Splicetoday

Politics & Media
Mar 24, 2008, 06:22AM

Our Greening Ego

Doing the right thing environmentally means more than making superficial feel-good changes. Is the upper crust ready for the challenge? From the Wesleyan Argus.

So, we’ve all been hearing a lot about this “climate change” thing lately. The planet is going to spontaneously combust like hairspray to a flame any day now. Not to mention the penguins. My God, the penguins. In fact, “going green” is pretty sexy right now. You should be on the look out for lines like, “Hey earth mama, wanna go upstairs and talk about alternative energy sources?” In fact, I tried it at Senior Cocktails. Like 50 times. Then I think I had a special moment with a rent-a-cop from Cromwell, but that’s another story. Enough about me. Let’s get back to my obnoxious opinions about other people.

Here’s the thing. I know that getting frantic about climate change is really hot right now, but I think advocating for socially responsible beer pong and whining about the evils of bottled water just might be missing the forest for the trees, if you catch my drift. Granted, bottled water is a really stupid idea. However, in my bombastically un-expert opinion, unless 75 percent of the world’s population, or at least maybe the entirety of the so-called First World disappears overnight and Japan stops making service robots for no reason, harassing that one friend who drives distances of two blocks around campus is not going to fix the fact that our economy/society produces ever-increasing needs for itself into infinity and that so far the only way to fill those needs has been bulldozing trees and the like. Harass that friend for being lazy, sure, but not for raining death down upon the planet. We are all complicit. I’m an anthropology major, so I’m allowed to feign authority about the workings of society, or something.

Granted, I’m all for working for change (even sexier than green right now). Not that I’ve done anything so far, but I will support you in (some) of your endeavors, just as long as I don’t have to hear about them. I just think if we’re going for change, it needs to be radical, whatever that means. As in, curb the consumption (no, but seriously). I don’t think that can happen on the individual level, because our entire society is structured to support unsustainable consumption. I have no idea how that restructuring can happen and don’t pretend to. In the meantime, am I doing anything about it other than sitting on my Wesentitled, Wesprivileged ass, writing self-indulgent Wespeaks? No. Am I equally implicated because of my “First World” lifestyle? Does this passivity open me up to massive criticism by anyone who managed to get through this absurdity? Yes, let’s hear it.

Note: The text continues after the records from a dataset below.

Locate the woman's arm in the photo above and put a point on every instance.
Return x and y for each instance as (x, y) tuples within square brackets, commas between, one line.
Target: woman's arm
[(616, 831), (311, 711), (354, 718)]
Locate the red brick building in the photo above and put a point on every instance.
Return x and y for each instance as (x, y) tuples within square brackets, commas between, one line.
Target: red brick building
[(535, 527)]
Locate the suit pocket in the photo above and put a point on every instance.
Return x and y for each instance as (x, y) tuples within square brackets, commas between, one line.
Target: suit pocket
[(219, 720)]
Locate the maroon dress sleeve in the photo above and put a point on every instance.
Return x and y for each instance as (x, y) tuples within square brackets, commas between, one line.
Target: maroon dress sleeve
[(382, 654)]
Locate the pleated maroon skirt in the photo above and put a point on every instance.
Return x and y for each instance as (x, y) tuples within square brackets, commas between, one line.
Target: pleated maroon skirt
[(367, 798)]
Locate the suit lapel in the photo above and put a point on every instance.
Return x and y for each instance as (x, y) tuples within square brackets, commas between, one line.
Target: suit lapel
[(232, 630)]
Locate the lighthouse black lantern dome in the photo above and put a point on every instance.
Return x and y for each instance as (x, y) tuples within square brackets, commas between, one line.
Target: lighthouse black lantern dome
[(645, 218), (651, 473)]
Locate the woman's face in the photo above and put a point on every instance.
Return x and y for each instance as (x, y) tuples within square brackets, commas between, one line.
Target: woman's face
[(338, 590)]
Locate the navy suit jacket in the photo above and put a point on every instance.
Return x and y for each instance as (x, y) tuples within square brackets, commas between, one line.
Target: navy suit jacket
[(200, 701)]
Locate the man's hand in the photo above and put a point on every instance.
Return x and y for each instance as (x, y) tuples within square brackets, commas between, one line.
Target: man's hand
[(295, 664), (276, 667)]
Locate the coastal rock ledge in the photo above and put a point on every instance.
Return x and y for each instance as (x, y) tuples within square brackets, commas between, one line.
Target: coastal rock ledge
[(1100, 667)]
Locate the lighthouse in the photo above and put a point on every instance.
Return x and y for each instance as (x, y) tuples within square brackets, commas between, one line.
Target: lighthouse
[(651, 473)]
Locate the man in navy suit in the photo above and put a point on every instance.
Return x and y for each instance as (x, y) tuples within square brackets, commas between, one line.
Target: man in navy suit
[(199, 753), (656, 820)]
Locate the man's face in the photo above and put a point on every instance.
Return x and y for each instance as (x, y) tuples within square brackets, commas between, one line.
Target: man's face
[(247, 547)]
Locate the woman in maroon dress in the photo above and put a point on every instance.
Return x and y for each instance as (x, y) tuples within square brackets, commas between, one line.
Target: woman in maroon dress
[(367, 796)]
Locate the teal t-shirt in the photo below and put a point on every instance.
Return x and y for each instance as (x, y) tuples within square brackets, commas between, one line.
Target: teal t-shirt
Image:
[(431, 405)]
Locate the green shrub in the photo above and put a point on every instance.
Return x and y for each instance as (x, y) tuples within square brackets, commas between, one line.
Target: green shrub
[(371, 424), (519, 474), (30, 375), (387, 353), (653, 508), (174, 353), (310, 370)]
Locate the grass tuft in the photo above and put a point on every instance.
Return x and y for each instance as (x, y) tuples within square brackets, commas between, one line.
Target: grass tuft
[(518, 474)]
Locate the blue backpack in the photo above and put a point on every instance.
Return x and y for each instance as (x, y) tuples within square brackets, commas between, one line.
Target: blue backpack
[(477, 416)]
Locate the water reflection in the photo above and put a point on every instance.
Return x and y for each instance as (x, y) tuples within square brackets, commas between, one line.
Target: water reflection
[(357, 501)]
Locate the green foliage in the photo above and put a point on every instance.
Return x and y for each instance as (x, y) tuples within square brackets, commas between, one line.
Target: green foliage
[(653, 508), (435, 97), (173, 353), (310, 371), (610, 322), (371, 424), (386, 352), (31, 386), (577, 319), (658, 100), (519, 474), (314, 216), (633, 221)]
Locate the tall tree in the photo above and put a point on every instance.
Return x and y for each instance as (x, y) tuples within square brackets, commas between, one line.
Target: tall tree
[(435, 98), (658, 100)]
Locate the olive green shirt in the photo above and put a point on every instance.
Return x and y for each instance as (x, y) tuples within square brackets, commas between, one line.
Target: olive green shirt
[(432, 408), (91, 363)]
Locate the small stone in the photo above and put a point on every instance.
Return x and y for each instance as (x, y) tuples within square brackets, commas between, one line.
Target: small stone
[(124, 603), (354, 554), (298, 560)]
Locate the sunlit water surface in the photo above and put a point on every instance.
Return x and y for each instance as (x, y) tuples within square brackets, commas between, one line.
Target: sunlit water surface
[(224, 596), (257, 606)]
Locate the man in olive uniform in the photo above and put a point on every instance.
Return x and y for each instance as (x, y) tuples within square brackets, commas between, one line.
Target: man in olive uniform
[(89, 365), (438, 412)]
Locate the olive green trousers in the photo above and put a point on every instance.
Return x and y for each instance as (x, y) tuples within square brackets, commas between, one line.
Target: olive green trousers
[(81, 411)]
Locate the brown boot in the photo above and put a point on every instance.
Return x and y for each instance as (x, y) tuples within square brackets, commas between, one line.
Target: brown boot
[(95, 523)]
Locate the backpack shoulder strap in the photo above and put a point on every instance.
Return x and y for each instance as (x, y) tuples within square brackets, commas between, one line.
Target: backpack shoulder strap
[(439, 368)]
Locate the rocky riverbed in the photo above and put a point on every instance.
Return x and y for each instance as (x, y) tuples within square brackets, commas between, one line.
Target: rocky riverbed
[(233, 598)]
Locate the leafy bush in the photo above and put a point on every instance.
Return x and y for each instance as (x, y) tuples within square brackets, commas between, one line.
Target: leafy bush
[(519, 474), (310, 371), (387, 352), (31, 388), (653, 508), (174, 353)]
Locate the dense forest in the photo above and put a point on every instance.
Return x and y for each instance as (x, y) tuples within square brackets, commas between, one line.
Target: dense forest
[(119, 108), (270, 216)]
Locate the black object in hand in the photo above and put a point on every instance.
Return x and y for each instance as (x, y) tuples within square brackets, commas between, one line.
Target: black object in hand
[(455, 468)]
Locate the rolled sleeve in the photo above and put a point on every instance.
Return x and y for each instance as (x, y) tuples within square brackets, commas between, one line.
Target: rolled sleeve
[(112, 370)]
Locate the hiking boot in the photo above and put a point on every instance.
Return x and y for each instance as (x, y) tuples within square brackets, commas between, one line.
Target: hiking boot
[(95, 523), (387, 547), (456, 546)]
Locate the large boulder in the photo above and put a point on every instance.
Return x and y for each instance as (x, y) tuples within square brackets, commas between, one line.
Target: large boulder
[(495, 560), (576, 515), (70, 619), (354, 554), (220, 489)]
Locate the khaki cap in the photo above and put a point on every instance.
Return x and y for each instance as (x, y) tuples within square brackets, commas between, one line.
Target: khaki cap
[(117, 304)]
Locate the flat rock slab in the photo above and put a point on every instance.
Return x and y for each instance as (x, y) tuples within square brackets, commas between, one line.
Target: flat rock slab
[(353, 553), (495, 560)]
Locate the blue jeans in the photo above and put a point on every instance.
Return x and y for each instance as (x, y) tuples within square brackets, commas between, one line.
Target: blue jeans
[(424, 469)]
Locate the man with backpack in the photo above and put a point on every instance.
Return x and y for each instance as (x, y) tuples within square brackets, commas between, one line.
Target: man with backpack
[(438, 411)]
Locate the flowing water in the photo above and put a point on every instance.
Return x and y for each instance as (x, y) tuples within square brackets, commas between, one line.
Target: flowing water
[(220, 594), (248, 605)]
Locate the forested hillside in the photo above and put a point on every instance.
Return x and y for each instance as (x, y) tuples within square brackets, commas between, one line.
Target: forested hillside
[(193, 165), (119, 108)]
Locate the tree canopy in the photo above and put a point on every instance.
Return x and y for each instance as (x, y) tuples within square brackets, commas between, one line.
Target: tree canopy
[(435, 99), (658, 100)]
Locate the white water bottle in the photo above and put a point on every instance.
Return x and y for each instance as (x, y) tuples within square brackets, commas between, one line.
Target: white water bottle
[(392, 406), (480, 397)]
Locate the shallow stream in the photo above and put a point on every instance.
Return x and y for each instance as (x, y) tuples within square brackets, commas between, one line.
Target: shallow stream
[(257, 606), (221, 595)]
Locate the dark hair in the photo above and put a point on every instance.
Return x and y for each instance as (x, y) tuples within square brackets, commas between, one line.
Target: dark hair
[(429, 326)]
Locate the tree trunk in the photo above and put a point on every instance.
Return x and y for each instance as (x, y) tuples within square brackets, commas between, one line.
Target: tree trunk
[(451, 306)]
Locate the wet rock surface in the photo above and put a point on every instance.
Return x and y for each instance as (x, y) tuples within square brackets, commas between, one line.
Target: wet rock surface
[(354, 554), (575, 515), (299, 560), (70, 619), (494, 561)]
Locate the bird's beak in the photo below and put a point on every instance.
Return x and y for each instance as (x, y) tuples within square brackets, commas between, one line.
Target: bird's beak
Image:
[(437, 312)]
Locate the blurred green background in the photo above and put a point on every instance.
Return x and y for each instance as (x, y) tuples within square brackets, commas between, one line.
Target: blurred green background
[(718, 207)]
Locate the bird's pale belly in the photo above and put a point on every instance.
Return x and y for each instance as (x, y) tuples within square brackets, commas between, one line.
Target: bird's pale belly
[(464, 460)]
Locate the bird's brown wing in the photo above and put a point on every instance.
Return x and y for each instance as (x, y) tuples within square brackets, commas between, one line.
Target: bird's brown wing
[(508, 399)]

It just seems to me that this whole green orgy obscures the much larger problem that is embarrassing and incredibly difficult to address. I’m not attacking people who are legitimately working for big-time change (also a pretty sexy word right now), or hating on the Kyoto protocols or whatever. I think that some parts of the “green” movement have a lot of potential (urban agriculture, for one, and other attempts to actually change the way we structure our patterns of consumption). Do it in the Dark (shout out to EON, before you smite me down), Focus the Nation, composting, all that stuff is fine and good. I just don’t want it all to take attention away from the bigger picture and turn into yet another way for us to massage our egos. All in all I’m pretty much just channeling my anger at the generalized eco-masturbation that’s been climaxing over these past few years into a really inappropriate forum. So, please, those of you who are better informed than me, let’s talk it up.